Canadian researchers have discovered that embryonic stem cells produce a posse of supporting cells that keeps them immortal.
The work, led by Mick Bhatia at McMaster University in Hamilton, offers researchers a new way to control stem cells, and perhaps put them to work to repair the damage caused by diseases such as muscular dystrophy or Parkinson's.
Embryonic stem cells have so much potential because of their unlimited capacity for self-renewal. In the developing embryo, they give rise to the different types of cells that make up the body.
One day, they may be used to fix damaged hearts, kidneys or livers, or even to grow new organs for transplant.
But before researchers can harness their regenerative powers, they have to understand how stem cells work.
Dr. Bhatia and his team are the first to have shown that, in the laboratory, embryonic stem cells can build their own environment.
They create supporting cells that feed them growth factors they need to keep them in the unique state in which they can reproduce indefinitely and become skin, muscle, bone, heart, liver, kidney, brain or more than 250 other kinds of specialized cells.
"The idea that a stem cell has the power to make its own niche, its own environment, to feed itself, no one had ever looked at," says Dr. Bhatia, whose work was published in today's edition of the journal Nature.
The same process - stem cells building their own support network - probably takes place in human embryos as they grow, Dr. Bhatia says.

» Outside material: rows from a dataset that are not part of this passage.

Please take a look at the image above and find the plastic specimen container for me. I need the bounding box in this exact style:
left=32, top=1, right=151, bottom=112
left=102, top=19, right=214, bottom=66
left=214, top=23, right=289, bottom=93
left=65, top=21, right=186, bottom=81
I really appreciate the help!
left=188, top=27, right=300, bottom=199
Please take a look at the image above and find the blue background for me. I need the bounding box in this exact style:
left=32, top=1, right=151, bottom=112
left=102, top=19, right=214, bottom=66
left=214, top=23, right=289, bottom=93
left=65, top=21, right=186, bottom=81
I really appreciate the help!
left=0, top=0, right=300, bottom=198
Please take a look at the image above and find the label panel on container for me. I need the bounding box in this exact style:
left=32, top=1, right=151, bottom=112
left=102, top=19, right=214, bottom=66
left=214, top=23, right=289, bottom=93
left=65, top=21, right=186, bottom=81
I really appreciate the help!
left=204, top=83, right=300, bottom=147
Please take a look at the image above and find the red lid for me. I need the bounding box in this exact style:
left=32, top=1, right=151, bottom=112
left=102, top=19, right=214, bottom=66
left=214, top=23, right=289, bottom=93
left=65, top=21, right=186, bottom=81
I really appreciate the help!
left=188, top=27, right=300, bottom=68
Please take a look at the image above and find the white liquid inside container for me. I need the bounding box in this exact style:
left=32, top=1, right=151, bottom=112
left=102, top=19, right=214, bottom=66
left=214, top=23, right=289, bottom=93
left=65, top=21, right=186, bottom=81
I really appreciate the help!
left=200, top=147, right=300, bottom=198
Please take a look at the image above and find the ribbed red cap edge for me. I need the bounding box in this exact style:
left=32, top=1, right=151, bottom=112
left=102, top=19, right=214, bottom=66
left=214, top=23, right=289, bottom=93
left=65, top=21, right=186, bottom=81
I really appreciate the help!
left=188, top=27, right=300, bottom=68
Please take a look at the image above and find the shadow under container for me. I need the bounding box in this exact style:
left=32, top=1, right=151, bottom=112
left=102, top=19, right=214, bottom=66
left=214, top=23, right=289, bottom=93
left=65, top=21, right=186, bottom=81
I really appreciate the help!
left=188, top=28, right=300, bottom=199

Scientists have known that the environment in which a stem cell lives is important - and appears to dictate what kind of cell it becomes. In adults, for example, stem cells found in muscle tissue produce muscle cells.
But until now, they didn't know that stem cells can build their own environment, Dr. Bhatia says.

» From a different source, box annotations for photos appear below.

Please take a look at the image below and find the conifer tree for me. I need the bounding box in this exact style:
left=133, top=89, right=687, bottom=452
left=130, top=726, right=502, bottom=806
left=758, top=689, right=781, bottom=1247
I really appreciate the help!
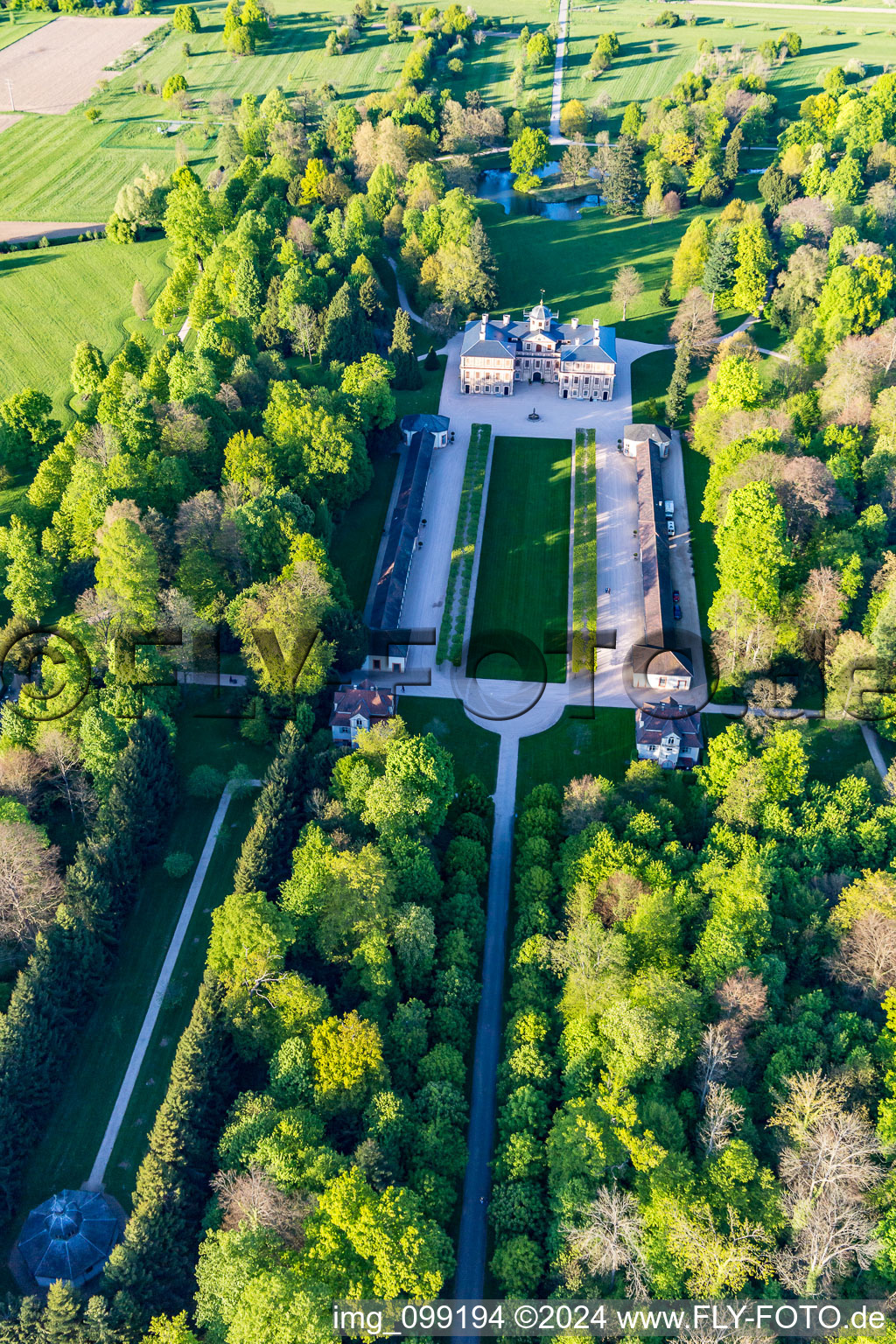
left=39, top=1279, right=82, bottom=1344
left=388, top=308, right=424, bottom=389
left=721, top=125, right=745, bottom=186
left=321, top=284, right=374, bottom=364
left=666, top=332, right=690, bottom=426
left=701, top=225, right=738, bottom=309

"This means that the stem cells' decisions, at least in the embryonic stem cell, are self-programmed."
Their work could help researchers trying to grow and manipulate stem cells for use in experimental therapies.
"We have been spending all of our efforts in the past five or six years to try to make embryonic stem cells to turn into neurons or blood, so we could use them for regeneration," Dr. Bhatia says.

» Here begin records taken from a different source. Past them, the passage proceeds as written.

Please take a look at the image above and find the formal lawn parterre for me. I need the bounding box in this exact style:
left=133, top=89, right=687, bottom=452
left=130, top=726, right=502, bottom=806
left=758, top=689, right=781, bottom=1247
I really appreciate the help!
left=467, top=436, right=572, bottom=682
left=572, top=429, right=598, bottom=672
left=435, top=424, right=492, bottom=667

"The fact that these cells now have an environment, and that environment controls the stem cells, means that we should also be targeting the environment. ... We could alter the environment to make more nerve cells or more blood."
Alan Bernstein, president of the Canadian Institutes of Health Research, says the paper helps researchers understand what makes embryonic stem cells behave the way they do.
"This is important if we want to cure human disease or conditions," says Dr. Bernstein, who announced last month that he will be stepping down from the funding agency in October.
Dr. Bhatia says the work may also be important for better understanding cancer. Cancer cells act like stem cells, reproducing quickly and not dying like normal cells.
He says it may be the supporting cells around stem cells that trigger this abnormal growth.